Кроме того, их потребность в домашнем уюте, компании взрослых и волчат отчасти получает удовлетворение благодаря общинному характеру семейных групп. Утек даже предлагает, что некоторые особи предпочитают положение «дядюшки» или «тетушки» — оно дает им радости, связанные с семейной жизнью, и в то же время не возлагает ответственности, которая падает на родителей.

Старые волки, особенно те, кто потерял свою пару, обычно сохраняют вдовство.

Утек припомнил волка, с которым ему пришлось встречаться на протяжении шестнадцати лет.

Первые шесть лет волк ежегодно был отцом приплода.
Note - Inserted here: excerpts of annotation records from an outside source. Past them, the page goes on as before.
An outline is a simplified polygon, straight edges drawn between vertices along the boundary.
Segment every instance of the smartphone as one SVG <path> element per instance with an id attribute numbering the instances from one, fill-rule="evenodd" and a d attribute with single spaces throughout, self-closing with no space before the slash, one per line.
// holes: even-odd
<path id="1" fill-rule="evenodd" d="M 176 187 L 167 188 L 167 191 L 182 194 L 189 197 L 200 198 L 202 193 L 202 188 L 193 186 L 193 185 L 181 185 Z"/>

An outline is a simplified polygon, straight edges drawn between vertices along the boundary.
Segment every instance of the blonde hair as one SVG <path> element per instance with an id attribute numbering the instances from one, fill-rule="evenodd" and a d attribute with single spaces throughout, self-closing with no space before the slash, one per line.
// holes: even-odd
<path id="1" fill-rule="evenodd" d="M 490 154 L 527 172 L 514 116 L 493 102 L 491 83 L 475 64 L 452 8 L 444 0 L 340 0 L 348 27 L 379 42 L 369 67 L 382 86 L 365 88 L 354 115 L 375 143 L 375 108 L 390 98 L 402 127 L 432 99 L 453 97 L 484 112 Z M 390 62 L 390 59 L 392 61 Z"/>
На седьмую зиму его подруга исчезла (возможно, была отравлена охотниками, которые в погоне за премиями пришли с юга). Весной волк вернулся в свое старое логово. Но хотя в нем и в этом сезоне ос выводок волчат, они принадлежали другой паре — вероятно, полагал Утек, сыну вдовца и его подруге. Во всяком случае, весь остаток своей жизни старый волк провел в логове «третьим» «лишним», но продолжал участвовать в заботах по воспитанию волчат.

Численность волков зависит не только от ограниченности пригодных для жизни участков, но и от особого природного механизма, контролирующего рождаемость. Поэтому, когда виды животных, которые служат им пищей, встречаются в изобилии (или самих волков мало), волчицы рождают помногу, в некоторых случаях по восьми волчат. Но если наблюдается «избыток» волков или не хватает корма, количество волчат помете сокращается до одного или двух. Это справедливо и в отношении других представителей арктической фауны, таких, например, как мохноногие канюки. В годы, «урожайные» на мелких грызунов, несут по пять или шесть яиц; когда же полевок и леммингов мало, они кладут лишь одно яйцо, а то и вовсе не несутся.